Nouveau DPE : un grand malentendu ?

Par Me Damien Jost, avocat au barreau de Paris.

Le cabinet Damien Jost est spécialisé dans le domaine de l’immobilier. L’avocat est aussi un fin connaisseur du diagnostic immobilier, profession qu’il accompagne depuis plus d’une quinzaine d’années.

Issu d’un accouchement assez laborieux, le nouveau DPE dessine un avenir judiciaire assez incertain pour le diagnostiqueur et son assureur. Naturellement, s’il est encore difficile de pronostiquer ce que seront les recours, il est permis d’extrapoler à partir du DPE non opposable.

Rappelons que celui-ci est né en 2006 de la volonté de préserver la planète, même si, dans l’esprit de l’acquéreur, le DPE ne sert pas l’intérêt général mais bien au contraire son porte-monnaie. Dès l’origine, un malentendu s’est ainsi produit entre l’attente du public et la finalité environnementale de ce nouvel outil.

Cette perception individualiste du DPE a débouché sur deux types de recours, que l’opposabilité devrait évidemment booster. Les uns concernaient l’étiquette-énergie, généralement interprétée comme une garantie budgétaire, l’acquéreur s’imaginant que sa consommation future ne pourrait jamais dépasser celle annoncée au DPE. Les autres concernaient le descriptif du logement, qui était lui-même lu comme un constat d’huissier (ex. l’épaisseur de l’isolation).

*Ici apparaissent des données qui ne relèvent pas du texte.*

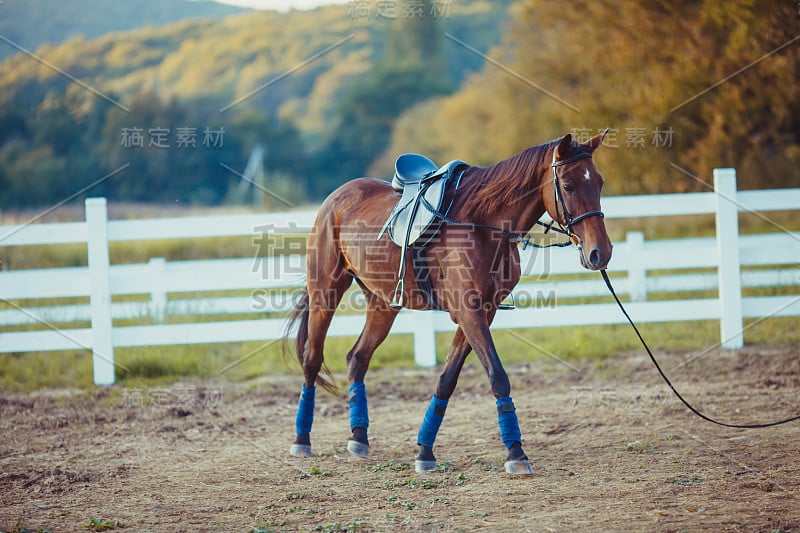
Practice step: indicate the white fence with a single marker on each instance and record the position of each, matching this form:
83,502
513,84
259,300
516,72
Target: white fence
776,255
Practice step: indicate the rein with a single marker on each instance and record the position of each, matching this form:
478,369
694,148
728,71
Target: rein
671,386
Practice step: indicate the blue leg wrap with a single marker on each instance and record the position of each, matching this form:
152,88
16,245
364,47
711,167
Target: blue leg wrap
509,425
359,416
432,421
305,411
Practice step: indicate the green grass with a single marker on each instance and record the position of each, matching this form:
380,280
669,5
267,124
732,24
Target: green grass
241,362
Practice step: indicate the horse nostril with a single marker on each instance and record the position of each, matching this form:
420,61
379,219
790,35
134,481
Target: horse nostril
594,257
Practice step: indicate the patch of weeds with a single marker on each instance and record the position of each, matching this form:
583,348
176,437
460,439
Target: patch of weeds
398,501
390,465
261,529
444,467
487,466
97,524
427,483
433,501
315,471
19,527
341,528
683,481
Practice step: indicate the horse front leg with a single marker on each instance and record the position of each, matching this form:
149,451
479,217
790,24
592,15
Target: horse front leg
476,329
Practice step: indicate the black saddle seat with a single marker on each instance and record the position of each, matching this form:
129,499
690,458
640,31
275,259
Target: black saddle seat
411,168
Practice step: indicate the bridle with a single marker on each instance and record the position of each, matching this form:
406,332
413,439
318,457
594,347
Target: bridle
558,198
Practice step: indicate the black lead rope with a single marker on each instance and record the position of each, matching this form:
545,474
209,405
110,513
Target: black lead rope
666,379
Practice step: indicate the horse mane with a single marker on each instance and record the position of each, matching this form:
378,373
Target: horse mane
490,188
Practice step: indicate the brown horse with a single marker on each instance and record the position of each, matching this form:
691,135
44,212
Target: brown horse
473,266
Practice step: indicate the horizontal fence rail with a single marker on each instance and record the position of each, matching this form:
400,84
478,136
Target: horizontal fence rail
130,305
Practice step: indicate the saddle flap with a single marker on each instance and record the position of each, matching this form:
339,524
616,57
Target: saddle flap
414,216
411,168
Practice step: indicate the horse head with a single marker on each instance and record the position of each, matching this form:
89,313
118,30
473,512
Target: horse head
572,199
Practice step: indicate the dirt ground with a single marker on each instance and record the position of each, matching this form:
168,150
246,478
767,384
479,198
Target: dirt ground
612,448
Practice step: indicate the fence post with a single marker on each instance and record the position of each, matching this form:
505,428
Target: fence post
637,275
729,272
158,295
424,339
100,292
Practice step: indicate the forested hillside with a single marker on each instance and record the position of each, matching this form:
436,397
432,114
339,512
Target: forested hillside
174,112
32,23
171,114
685,86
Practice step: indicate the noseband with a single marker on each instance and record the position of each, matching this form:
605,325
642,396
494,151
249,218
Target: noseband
569,220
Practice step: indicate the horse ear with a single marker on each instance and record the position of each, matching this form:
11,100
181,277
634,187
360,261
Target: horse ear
595,142
564,147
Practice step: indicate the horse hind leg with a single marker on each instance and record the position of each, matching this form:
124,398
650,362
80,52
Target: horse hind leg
378,323
315,320
425,461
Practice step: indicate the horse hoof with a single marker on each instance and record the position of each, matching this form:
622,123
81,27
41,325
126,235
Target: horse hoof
300,450
424,466
520,468
359,449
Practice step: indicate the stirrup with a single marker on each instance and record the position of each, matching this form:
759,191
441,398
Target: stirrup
506,305
397,299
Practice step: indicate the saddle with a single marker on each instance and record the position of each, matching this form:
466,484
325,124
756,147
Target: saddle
418,213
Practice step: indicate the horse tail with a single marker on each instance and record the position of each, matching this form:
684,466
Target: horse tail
299,318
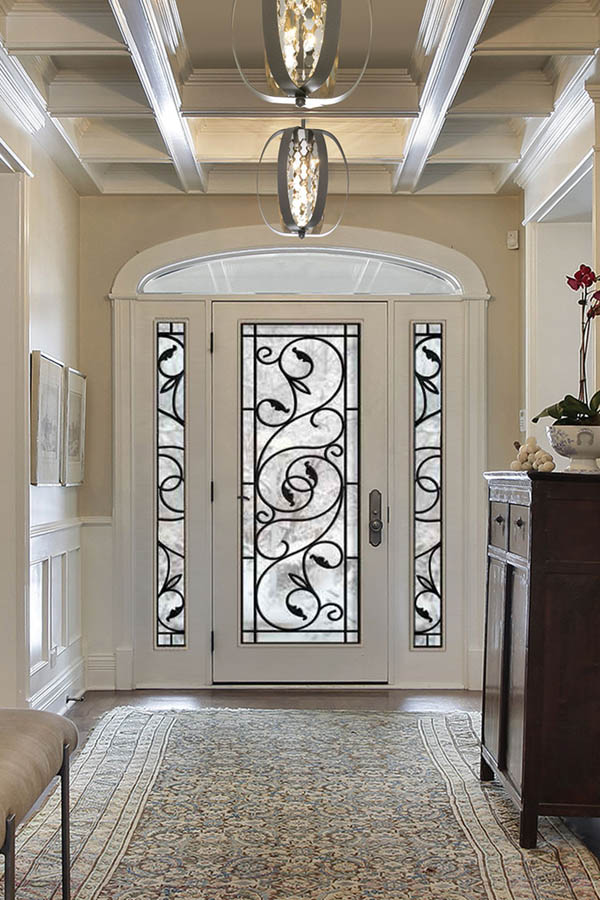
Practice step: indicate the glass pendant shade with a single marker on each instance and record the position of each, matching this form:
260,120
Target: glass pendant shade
302,181
301,44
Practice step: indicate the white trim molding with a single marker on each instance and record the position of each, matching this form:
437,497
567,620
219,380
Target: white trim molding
101,672
52,697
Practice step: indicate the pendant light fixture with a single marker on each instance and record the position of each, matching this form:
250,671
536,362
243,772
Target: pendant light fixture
302,181
301,41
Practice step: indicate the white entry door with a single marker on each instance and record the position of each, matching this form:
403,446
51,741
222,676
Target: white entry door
300,446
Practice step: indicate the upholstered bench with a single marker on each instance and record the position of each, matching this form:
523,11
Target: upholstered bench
34,749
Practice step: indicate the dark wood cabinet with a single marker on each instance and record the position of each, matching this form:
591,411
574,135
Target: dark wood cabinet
541,699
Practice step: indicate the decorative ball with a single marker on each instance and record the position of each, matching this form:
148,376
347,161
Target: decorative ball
532,457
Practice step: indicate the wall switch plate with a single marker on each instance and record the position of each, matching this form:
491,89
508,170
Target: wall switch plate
523,420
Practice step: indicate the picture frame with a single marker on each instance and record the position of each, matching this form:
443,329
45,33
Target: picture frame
74,428
47,392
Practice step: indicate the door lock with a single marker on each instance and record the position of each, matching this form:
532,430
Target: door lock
375,520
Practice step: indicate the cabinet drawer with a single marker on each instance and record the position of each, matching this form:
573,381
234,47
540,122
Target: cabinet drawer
498,524
518,535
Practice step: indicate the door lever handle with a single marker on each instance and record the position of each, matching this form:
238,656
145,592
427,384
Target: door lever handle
375,520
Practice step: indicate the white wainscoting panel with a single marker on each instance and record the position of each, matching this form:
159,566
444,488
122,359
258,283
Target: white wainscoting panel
56,666
97,581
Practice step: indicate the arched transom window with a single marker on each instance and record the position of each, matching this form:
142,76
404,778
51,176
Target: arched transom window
314,271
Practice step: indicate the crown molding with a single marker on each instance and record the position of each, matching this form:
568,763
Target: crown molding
452,55
573,104
169,21
141,30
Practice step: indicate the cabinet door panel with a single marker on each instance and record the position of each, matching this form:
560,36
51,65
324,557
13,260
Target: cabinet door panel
494,654
518,604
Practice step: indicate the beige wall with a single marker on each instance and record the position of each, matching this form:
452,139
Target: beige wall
113,229
53,255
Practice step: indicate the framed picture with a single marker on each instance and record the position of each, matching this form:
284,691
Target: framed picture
74,428
47,380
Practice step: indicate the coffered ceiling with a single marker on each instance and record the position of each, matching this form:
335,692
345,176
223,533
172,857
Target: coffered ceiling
142,96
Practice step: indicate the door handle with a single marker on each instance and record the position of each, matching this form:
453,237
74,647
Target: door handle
375,520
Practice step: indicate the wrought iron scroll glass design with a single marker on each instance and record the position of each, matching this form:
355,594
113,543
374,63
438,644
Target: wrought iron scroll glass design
170,484
300,483
428,488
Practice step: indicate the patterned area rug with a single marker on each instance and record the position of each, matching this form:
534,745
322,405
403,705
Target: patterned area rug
293,805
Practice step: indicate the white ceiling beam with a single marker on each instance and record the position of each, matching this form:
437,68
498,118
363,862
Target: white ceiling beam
555,31
141,28
75,94
103,143
28,106
221,92
454,179
126,178
41,30
543,140
451,58
243,140
241,179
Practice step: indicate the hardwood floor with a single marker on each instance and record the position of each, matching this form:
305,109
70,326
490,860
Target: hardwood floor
86,713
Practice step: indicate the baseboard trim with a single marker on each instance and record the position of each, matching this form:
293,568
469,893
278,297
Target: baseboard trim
101,672
68,683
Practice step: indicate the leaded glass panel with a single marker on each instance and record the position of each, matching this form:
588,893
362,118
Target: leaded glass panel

Cette interprétation parfois malicieuse du diagnostic était d’autant plus aisée que le rapport se révèle dépourvu de réserves véritables, si l’on veut bien mettre de côté les nombreuses « clauses type » utilisées jusqu’à ce jour. En effet, ces dernières, insérées systématiquement (ex. le passage intitulé « pourquoi un DPE ? »), que le lecteur identifie instantanément comme des parties figées, perdent, de ce fait, quasiment toute leur utilité en cas de litige.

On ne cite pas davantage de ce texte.